Iryna Vidanava: Ich bin geschockt. Niemand hatte die Brutalität erwartet, mit der die Sicherheitskräfte gegen die Demonstration vorgegangen sind. In diesen Tagen wird es immer offensichtlicher, dass die friedliche Demonstration wohl von Provokateuren aus den Reihen des KGB unterwandert wurde, um den Sicherheitskräften einen Grund zu liefern, gegen die Demonstranten loszuschlagen. Diese Provokationen sind anscheinend im Vorfeld geplant worden. Das stimmt mich traurig und sehr wütend.
Die Schriftstellerin Svetlana Aleksievitsch hat in einem offenen Brief an Lukaschenko gemahnt, dass sie den Stalinismus der dreißiger Jahre in Weißrussland aufziehen sieht. Wie sehen Sie das?

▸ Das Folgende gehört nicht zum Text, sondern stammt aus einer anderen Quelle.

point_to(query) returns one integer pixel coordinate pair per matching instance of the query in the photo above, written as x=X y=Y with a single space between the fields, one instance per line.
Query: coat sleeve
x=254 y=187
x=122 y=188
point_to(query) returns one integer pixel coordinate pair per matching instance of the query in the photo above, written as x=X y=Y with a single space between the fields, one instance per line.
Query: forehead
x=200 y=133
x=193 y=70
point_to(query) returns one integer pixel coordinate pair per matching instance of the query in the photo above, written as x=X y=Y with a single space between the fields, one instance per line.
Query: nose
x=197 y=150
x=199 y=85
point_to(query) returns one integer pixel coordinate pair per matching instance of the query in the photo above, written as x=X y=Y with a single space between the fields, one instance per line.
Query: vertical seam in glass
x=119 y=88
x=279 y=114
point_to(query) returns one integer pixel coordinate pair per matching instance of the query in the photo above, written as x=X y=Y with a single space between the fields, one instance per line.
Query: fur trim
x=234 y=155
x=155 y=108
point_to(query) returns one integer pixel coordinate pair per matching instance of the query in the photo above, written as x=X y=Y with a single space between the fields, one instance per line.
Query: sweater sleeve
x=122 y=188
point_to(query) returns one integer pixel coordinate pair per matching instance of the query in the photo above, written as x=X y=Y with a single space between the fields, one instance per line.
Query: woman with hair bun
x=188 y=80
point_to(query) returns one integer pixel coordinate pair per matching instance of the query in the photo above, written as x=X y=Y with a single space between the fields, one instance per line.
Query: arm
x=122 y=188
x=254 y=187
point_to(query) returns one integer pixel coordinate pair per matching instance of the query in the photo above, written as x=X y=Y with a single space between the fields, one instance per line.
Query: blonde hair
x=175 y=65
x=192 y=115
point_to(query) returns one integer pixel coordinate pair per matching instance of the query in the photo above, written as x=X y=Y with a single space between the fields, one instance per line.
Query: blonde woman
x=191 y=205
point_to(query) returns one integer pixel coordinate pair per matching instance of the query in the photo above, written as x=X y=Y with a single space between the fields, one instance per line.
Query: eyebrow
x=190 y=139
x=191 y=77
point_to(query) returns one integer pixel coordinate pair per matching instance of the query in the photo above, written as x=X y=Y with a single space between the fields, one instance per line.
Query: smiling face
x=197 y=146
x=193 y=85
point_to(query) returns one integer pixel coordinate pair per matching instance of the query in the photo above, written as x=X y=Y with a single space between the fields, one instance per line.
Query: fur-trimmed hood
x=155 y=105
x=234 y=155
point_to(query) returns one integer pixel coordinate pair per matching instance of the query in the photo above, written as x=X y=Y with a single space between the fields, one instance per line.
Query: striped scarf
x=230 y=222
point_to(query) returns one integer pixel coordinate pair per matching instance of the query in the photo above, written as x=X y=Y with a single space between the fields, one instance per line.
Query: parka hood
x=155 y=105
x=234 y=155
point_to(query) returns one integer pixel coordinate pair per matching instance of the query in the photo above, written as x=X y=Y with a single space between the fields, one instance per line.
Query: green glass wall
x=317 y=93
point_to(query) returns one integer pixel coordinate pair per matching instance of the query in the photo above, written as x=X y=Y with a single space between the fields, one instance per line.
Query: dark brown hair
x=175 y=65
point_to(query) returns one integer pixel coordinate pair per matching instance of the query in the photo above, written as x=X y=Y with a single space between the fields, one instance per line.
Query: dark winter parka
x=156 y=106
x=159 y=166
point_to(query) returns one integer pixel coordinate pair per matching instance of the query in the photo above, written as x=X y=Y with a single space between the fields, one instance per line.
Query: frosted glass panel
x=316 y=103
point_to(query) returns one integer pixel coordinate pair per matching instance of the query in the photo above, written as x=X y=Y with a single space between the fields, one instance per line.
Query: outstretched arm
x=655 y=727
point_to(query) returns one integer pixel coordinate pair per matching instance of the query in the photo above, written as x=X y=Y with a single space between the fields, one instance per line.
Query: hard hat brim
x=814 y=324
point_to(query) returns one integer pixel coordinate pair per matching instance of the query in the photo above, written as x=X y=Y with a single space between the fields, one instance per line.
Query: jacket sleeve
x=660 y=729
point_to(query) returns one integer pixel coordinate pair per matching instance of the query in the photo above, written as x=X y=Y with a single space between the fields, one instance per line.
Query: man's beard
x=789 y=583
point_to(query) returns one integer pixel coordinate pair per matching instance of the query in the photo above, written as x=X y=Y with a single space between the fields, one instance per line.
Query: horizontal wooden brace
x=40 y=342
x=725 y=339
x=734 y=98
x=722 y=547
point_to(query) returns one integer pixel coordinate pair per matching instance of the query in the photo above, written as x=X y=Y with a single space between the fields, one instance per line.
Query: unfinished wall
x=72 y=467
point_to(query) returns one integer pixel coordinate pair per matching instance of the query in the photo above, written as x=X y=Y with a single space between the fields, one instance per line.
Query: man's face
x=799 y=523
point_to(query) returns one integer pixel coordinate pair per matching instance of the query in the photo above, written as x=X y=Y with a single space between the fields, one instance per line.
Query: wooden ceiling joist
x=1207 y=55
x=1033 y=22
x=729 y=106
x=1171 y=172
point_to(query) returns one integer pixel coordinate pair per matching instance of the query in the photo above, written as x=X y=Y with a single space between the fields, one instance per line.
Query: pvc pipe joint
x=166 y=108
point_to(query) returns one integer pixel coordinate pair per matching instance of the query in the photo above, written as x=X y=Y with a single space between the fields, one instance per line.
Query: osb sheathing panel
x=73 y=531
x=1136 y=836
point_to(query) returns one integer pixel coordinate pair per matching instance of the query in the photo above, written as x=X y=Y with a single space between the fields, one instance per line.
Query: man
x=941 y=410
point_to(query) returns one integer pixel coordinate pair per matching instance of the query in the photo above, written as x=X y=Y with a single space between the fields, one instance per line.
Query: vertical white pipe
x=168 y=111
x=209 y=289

Wie viele meiner Freunde und Kollegen fühle ich mich deprimiert, wenn ich an die Hunderte unschuldiger Menschen denke, die während der Proteste und an den Tagen danach verhaftet und ins Gefängnis geworfen wurden, die man geschlagen und denen man die Knochen gebrochen hat, die zwei Tage ohne Essen und Trinken in Polizeiwagen festgehalten wurden, weil es keinen Platz mehr in den Gefängnissen gab. Präsidentschaftskandidaten wurden verprügelt und in KGB-Gefängnisse gesteckt, Aktivisten wurden mitten in der Nacht in ihren Wohnungen verhaftet.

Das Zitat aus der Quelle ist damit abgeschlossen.